Peki bu dönüşüm ilanı, haklarında yıkım kararları olan ya da yasal süreçleri devam eden bilcümle lüks konut projesine, otele, AVM’ye karşı ilan edilir mi? Ya da kaçak katlarını satamayan ama barış sayesinde artık rahatlıkla pazarlayabilecek olan bilcümle inşaat emlak baronuna karşı ilan edilebilir mi? Yanıtı hepimiz biliyoruz, telaffuza gerek yok.
Baysal, 2016 tarihinde Afet Yasası’nda yapılan düzenlemeye göre, “Üzerindeki toplam yapı sayısının en az yüzde 65’i imar mevzuatına aykırı olan veya yapı ruhsatı alınmaksızın inşa edilmiş olmakla birlikte sonradan yapı ve iskân ruhsatı alan yapılardan oluşan alanların riskli alan ilan edilebileceğine” dair bir madde olduğuna dikkat çekerek şunları söyledi:
Rantları yükselen alt gelir grubu / emekçi mahallelerine göz dikecek sermayenin, halk henüz kayıt belgesi borçlarını öderken, birer riskli alan-afet dönüşümü-acele kamulaştırma ilanı çıkartmayacaklarının garantisi var mıdır? Hele ki mahalleli kendini ihbar ederek alanın en az yüzde 65’inin ruhsatsız olduğunu kendi eliyle belgelemişse.
Dönemin Çevre ve Şehircilik Bakanı Mehmet Özhaseki’nin imar affından 50 milyar gelir bekledikleri şeklindeki açıklamasını hatırlatan Baysal “Bu düzenleme, sermayenin kent kırım, doğa tarih kırım projelerine af olduğu kadar ekonomiye de hayat öpücüğüdür” diyor.

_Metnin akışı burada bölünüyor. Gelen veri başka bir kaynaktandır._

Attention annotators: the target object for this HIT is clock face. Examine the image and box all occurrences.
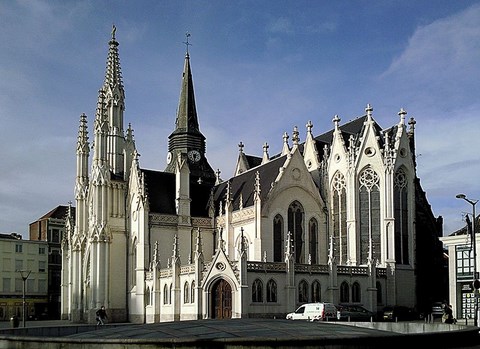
[188,150,201,162]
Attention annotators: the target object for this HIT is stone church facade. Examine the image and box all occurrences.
[62,30,446,323]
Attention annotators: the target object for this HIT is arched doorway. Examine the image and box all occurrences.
[211,279,232,319]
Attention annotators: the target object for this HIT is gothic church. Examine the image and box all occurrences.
[61,30,444,323]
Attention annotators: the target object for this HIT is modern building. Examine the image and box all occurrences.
[29,205,75,319]
[62,29,443,323]
[0,233,48,320]
[440,216,480,319]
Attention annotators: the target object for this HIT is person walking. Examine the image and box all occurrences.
[95,305,108,325]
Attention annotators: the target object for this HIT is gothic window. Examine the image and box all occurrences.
[163,284,168,304]
[298,280,308,303]
[308,218,318,264]
[393,169,409,264]
[312,280,322,303]
[145,287,152,305]
[340,281,350,303]
[190,280,195,303]
[332,172,348,264]
[252,279,263,303]
[183,281,190,303]
[267,279,277,303]
[288,201,305,263]
[352,281,362,303]
[377,281,383,304]
[358,167,380,264]
[273,214,284,262]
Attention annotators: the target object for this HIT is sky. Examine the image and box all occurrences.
[0,0,480,238]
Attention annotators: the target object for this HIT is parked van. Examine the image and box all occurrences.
[287,303,339,321]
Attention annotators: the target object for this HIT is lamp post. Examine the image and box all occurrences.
[18,270,32,327]
[456,194,478,326]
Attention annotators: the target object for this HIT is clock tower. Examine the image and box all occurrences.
[165,44,216,185]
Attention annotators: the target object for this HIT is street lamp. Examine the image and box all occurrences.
[456,194,478,326]
[18,270,32,328]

“Bugün dünyanın her köşesinden konut hakkı ile ilgili itiraz ve taleplerin yükseldiği, toplulukların, insan onuruna yakışır bir barınma için ayağa kalktığı, ilerici yerel yönetimlerin konut hakkına yönelik çalıştıkları bir dönemdeyiz” diyen Baysal, inşaat sektörüne ek olarak bankacılık ve sigorta sektörlerinin de düzenlemeden fayda sağlayacağını belirtiyor.
Türkiye’de barınma hakkı mücadelesini sürdürenlerin uluslararası deneyimler ve mücadelelerden öğreneceği çok şey olduğunu söyleyen Baysal, sözlerini şöyle tamamladı:
Bu çerçevede, bağlı bulunduğumuz ilgili BM sözleşmesi ve mekanizmaları da elimizdeki önemli hukuki araçlardır. Unutmamamız gereken, mülkiyetten bağımsız ve herkes için insan onuruna yakışan bir konut hakkını hayata geçirmeye çalışmadıkça, konutu temel bir insan hakkı olarak değerlendirmeyip, salt mülkiyet ve tapu üzerinden metalaştırdıkça, itiraz ettiğimiz sistemi ve de yönetimi yeniden ve yeniden inşa ettiğimizdir.